Once Stalin was appointed to the leading position in the government he continued Lenin's New Economic Plan. There were some traces of capitalism and the farmers were allowed to sell their yields in a free market as they pleased. This economic freedom did not last forever. Eventually Stalin began endorsing collective farming and forcing this policy upon his people. The results were disastrous. Millions of farmers were exported and executed because they weren't supportive of Stalin's new idea; however, the people eventually supported this policy out of pure fear.
Following the death of Vladimir Lenin, the race for power fell between Trotsky and Stalin. Stalin gathered a heap of supporters, but Lenin had a secret weapon. Just before Lenin passed away he implored the government to restrict the power of Stalin. This will was eventually released publicly but did not halt Stalin's rise. In an audacious attempt for power, Stalin threatened to resign without the head seat. Sure enough, Stalin was given the reigns of Russia, and Lenin's final request was denied.

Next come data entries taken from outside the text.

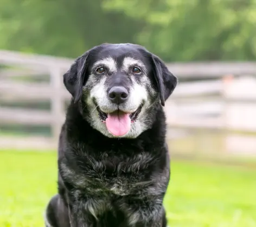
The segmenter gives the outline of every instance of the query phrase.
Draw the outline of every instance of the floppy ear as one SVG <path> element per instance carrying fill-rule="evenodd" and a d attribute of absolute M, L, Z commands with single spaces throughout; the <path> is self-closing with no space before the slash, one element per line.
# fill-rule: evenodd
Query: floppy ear
<path fill-rule="evenodd" d="M 164 63 L 157 56 L 152 55 L 153 72 L 158 89 L 161 104 L 171 95 L 178 83 L 177 77 L 169 71 Z"/>
<path fill-rule="evenodd" d="M 78 57 L 71 65 L 68 71 L 63 76 L 64 84 L 67 90 L 72 95 L 74 102 L 80 100 L 82 96 L 82 86 L 87 79 L 86 58 L 88 52 Z"/>

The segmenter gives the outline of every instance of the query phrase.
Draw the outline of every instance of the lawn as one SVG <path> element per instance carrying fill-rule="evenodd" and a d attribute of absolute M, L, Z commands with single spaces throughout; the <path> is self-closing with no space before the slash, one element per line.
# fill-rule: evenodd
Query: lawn
<path fill-rule="evenodd" d="M 173 161 L 164 204 L 171 227 L 256 227 L 256 169 Z M 0 152 L 0 226 L 43 227 L 56 191 L 54 152 Z"/>

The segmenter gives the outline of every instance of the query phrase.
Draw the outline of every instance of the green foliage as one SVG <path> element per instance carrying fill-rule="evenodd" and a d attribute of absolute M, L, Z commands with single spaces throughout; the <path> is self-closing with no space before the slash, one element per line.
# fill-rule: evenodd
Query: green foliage
<path fill-rule="evenodd" d="M 76 57 L 138 43 L 166 61 L 255 60 L 256 0 L 0 0 L 0 48 Z"/>
<path fill-rule="evenodd" d="M 104 6 L 145 22 L 137 41 L 167 61 L 255 59 L 255 0 L 105 0 Z"/>
<path fill-rule="evenodd" d="M 138 23 L 101 0 L 1 0 L 0 48 L 77 57 L 105 42 L 132 42 Z"/>
<path fill-rule="evenodd" d="M 41 227 L 57 191 L 56 152 L 0 151 L 0 226 Z M 171 227 L 255 227 L 255 169 L 173 161 L 164 205 Z"/>

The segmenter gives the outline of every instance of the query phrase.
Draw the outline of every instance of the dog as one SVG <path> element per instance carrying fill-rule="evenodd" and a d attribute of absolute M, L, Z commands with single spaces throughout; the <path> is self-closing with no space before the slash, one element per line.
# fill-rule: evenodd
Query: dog
<path fill-rule="evenodd" d="M 163 106 L 178 82 L 137 44 L 103 44 L 63 75 L 72 96 L 47 227 L 164 227 L 170 178 Z"/>

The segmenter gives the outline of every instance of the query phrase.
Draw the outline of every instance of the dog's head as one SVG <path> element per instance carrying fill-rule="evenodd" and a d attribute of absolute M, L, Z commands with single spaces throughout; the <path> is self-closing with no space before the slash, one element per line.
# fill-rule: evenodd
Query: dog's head
<path fill-rule="evenodd" d="M 158 57 L 132 44 L 95 46 L 63 77 L 87 121 L 109 137 L 135 138 L 150 128 L 150 108 L 164 105 L 177 83 Z"/>

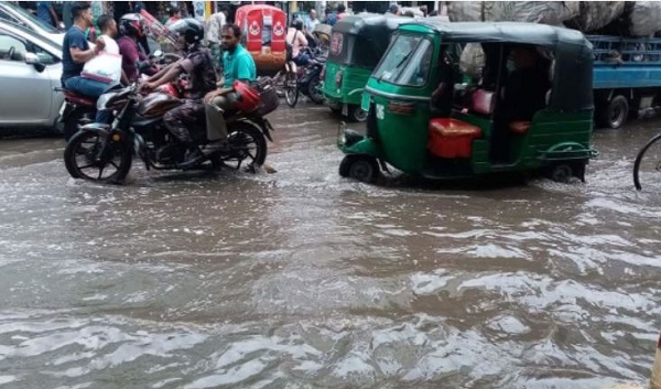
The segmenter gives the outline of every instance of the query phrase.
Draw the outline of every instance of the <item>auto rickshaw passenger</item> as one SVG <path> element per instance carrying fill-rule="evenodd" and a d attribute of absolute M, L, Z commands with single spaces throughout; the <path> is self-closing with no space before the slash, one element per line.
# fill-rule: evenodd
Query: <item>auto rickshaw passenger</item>
<path fill-rule="evenodd" d="M 513 134 L 525 133 L 534 114 L 546 107 L 551 88 L 549 66 L 533 46 L 514 46 L 510 51 L 514 69 L 505 82 L 491 143 L 495 161 L 509 162 Z"/>
<path fill-rule="evenodd" d="M 286 42 L 292 45 L 292 60 L 299 66 L 307 66 L 311 62 L 310 55 L 301 50 L 307 46 L 307 39 L 303 32 L 303 21 L 299 18 L 292 21 L 292 26 L 286 32 Z"/>
<path fill-rule="evenodd" d="M 449 117 L 454 95 L 454 68 L 447 57 L 447 45 L 441 46 L 438 56 L 438 71 L 441 76 L 438 86 L 432 91 L 432 107 L 440 117 Z"/>
<path fill-rule="evenodd" d="M 513 122 L 530 122 L 537 111 L 546 107 L 546 91 L 551 88 L 548 63 L 534 47 L 517 46 L 511 50 L 514 71 L 505 83 L 502 118 Z"/>

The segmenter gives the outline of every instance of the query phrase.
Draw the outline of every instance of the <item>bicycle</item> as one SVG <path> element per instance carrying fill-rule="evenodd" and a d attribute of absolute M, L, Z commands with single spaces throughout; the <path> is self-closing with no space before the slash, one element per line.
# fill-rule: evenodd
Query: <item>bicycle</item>
<path fill-rule="evenodd" d="M 640 149 L 633 162 L 633 185 L 641 191 L 640 180 L 653 173 L 661 177 L 661 133 L 655 134 Z M 659 180 L 659 179 L 657 179 Z"/>

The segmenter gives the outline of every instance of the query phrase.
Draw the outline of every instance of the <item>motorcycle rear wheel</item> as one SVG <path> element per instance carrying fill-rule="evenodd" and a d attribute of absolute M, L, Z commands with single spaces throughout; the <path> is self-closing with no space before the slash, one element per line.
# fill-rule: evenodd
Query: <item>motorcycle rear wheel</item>
<path fill-rule="evenodd" d="M 318 74 L 307 83 L 307 95 L 310 96 L 310 99 L 316 105 L 324 104 L 324 94 L 322 93 L 319 84 L 321 79 Z"/>
<path fill-rule="evenodd" d="M 296 75 L 288 72 L 284 80 L 284 99 L 286 105 L 294 108 L 299 102 L 299 82 Z"/>
<path fill-rule="evenodd" d="M 104 150 L 104 143 L 110 142 Z M 99 155 L 101 153 L 104 155 Z M 120 183 L 129 174 L 133 154 L 124 139 L 111 141 L 97 131 L 76 133 L 64 149 L 64 163 L 74 179 L 100 183 Z"/>

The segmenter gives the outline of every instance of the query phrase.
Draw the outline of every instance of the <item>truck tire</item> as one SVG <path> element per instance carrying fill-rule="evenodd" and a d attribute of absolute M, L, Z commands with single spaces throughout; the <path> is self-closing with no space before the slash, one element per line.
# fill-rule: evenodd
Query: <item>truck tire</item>
<path fill-rule="evenodd" d="M 617 95 L 599 105 L 597 110 L 599 126 L 618 129 L 625 125 L 629 116 L 629 100 L 622 95 Z"/>

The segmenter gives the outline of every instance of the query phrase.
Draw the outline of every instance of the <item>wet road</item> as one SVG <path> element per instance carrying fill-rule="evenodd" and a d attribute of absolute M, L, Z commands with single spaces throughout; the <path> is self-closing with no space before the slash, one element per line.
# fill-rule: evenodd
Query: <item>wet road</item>
<path fill-rule="evenodd" d="M 102 186 L 68 177 L 61 140 L 0 141 L 0 388 L 649 377 L 661 195 L 630 171 L 661 120 L 597 132 L 585 185 L 462 191 L 340 179 L 325 108 L 271 119 L 275 174 Z"/>

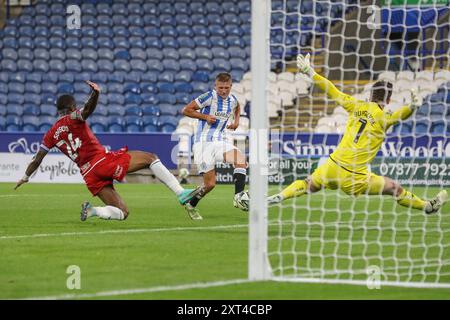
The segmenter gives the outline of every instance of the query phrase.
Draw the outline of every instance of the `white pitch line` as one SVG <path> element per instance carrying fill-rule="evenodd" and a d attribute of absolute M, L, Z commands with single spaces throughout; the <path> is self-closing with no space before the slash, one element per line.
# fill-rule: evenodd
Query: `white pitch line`
<path fill-rule="evenodd" d="M 103 231 L 95 231 L 95 232 L 37 233 L 37 234 L 15 235 L 15 236 L 0 236 L 0 240 L 67 237 L 67 236 L 92 236 L 92 235 L 116 234 L 116 233 L 223 230 L 223 229 L 238 229 L 238 228 L 246 228 L 246 227 L 248 227 L 247 224 L 235 224 L 235 225 L 221 225 L 221 226 L 209 226 L 209 227 L 175 227 L 175 228 L 153 228 L 153 229 L 151 229 L 151 228 L 150 229 L 118 229 L 118 230 L 103 230 Z"/>
<path fill-rule="evenodd" d="M 152 292 L 163 292 L 163 291 L 179 291 L 179 290 L 189 290 L 189 289 L 204 289 L 211 287 L 220 287 L 233 284 L 242 284 L 252 282 L 249 279 L 233 279 L 215 282 L 200 282 L 200 283 L 189 283 L 173 286 L 159 286 L 159 287 L 149 287 L 149 288 L 136 288 L 136 289 L 126 289 L 126 290 L 113 290 L 113 291 L 100 291 L 94 293 L 83 293 L 83 294 L 63 294 L 57 296 L 46 296 L 46 297 L 32 297 L 24 298 L 23 300 L 67 300 L 67 299 L 89 299 L 98 297 L 112 297 L 139 293 L 152 293 Z"/>

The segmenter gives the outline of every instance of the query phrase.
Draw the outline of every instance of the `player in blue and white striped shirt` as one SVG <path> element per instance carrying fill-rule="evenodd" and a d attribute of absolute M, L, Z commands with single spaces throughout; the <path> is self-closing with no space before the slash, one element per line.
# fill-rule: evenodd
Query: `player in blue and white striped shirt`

In 1925 Trotsky was removed from power and eventually exiled to Kazhakstan. Being a war commissar, many people implored that Trotsky would gather a military coup; however, Trotsky denied and cooperated with Stalin's orders.
After the riddance of Trotsky, Stalin began to extinguish loads of other government official (including those who had been in long-time support of Stalin). He switched up his politics drastically, and those who did not agree with him were absolutely abolished. Stalin claimed that this would cause disunity within the party and convinced others that anyone who disagreed with any of the politics must be ridden. The least harsh act committed towards those who disagreed with him would be to force the signing of statements promising to refrain from speaking against official policies.
In 1928 Stalin released a new 5 year economic plan. This plan consisted of outlandish requirements of output, and those citizens who failed to meet the goals he set were either shot or sent to work camps. Stalin justified these acts by claiming that if Russia didn't aim for such industrial greatness, they would be overtaken by a greater world power.
Stalin’s totalitarianism didn’t stop here; in fact, his harsh policies sped faster than a canary yellow Corvette ZR1 on I-95. Virtually every church within Russia was destroyed. Stalin agreed with the statement- “Religion is the opiate of the masses”- and decided to take advantage of this truth. Everything having to do with religion was replaced by one thing: the face of Stalin. Stalin basically forced his people to worship him and treat him as a God. Stalin over run the entire institution of religion in Russia.